You might be wondering, “Why does any of this work reliably?” The answer, and the reason EBS performance isn’t a complete joke anymore, is the Nitro System. In the old days, hypervisor overhead was a real performance killer. Nitro offloads the virtualization and I/O to dedicated hardware and lightweight hypervisors. This means when your instance talks to its EBS volume, it’s talking over a dedicated network channel with minimal overhead, getting you much closer to the performance you’re actually paying for. It’s the unsung hero of modern EC2. If your instance is not Nitro-based (check the AWS docs), just assume your EBS performance will be worse. Use Nitro.
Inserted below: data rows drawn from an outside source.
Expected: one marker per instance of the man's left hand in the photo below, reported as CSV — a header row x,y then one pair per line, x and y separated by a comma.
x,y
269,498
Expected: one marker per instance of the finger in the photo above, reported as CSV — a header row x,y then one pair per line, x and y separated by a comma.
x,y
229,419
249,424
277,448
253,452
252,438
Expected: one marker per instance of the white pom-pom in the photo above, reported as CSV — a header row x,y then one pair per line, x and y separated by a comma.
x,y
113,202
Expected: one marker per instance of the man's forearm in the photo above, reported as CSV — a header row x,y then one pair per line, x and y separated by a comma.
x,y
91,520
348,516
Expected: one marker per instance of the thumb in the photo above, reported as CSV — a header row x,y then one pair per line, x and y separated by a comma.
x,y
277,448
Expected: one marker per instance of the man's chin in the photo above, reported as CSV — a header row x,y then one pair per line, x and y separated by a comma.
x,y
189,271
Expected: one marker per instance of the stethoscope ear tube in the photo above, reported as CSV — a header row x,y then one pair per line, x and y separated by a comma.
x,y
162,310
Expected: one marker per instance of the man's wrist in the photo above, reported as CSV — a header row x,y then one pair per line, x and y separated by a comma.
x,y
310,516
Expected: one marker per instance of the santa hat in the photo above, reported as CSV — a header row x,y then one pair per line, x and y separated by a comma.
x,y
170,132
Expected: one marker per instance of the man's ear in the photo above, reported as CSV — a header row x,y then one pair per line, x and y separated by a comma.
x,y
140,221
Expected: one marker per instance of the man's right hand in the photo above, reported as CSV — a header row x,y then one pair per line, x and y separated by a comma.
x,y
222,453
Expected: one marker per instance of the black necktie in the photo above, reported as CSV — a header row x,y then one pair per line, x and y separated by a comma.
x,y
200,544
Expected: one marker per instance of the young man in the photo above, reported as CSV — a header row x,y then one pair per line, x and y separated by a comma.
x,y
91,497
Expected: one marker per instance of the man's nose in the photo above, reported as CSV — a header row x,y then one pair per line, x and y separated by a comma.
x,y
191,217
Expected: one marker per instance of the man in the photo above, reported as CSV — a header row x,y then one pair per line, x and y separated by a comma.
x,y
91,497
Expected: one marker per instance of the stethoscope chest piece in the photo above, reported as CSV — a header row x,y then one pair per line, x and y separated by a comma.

Provisioning in Practice: A Code Example

Enough theory. Let’s create a volume that doesn’t suck. Here’s how you provision a gp3 volume with more than the baseline performance using the AWS CLI. Notice we set IOPS and throughput separately from size.

# Create a 100 GiB gp3 volume with 10,000 IOPS and 250 MB/s throughput
aws ec2 create-volume \
    --volume-type gp3 \
    --size 100 \
    --iops 10000 \
    --throughput 250 \
    --availability-zone us-east-1a \
    --tag-specifications 'ResourceType=volume,Tags=[{Key=Name,Value=My-High-Perf-Volume}]'

# For an io2 volume, you MUST specify the IOPS. Throughput is calculated based on IOPS (256 KiB per IOP).
aws ec2 create-volume \
    --volume-type io2 \
    --size 500 \
    --iops 20000 \
    --availability-zone us-east-1a

The Gotchas: Where They Get You

The Burst Balance Trap: gp3 has a burst bucket for throughput, not IOPS. Its baseline is 125 MB/s. It can burst to 1000 MB/s, but it consumes a credit balance to do so. If you sustain high throughput, you’ll drain the bucket and crash back to 125 MB/s until it refills. If you need sustained high throughput, you must provision it. A common pitfall is seeing great performance for a few minutes, then wondering why your batch job grinds to a halt later.
The 1 MiB Rule: AWS bills for IOPS, but defines one IOP as one 16 KiB read or 4 KiB write. However, to achieve maximum throughput, you need to use larger I/O sizes. If your application does a lot of 4 KiB writes, it will never hit the maximum MB/s throughput of your volume because it’s not moving enough data per operation. This is an application-tuning issue.
The 64 KiB Joke: For gp3, throughput provisioned over 125 MB/s is only available for I/O operations larger than 64 KiB. If your workload does mostly small I/O (e.g., database transaction logs), you might pay for 500 MB/s and never see it. It’s a classic “read the fine print” moment.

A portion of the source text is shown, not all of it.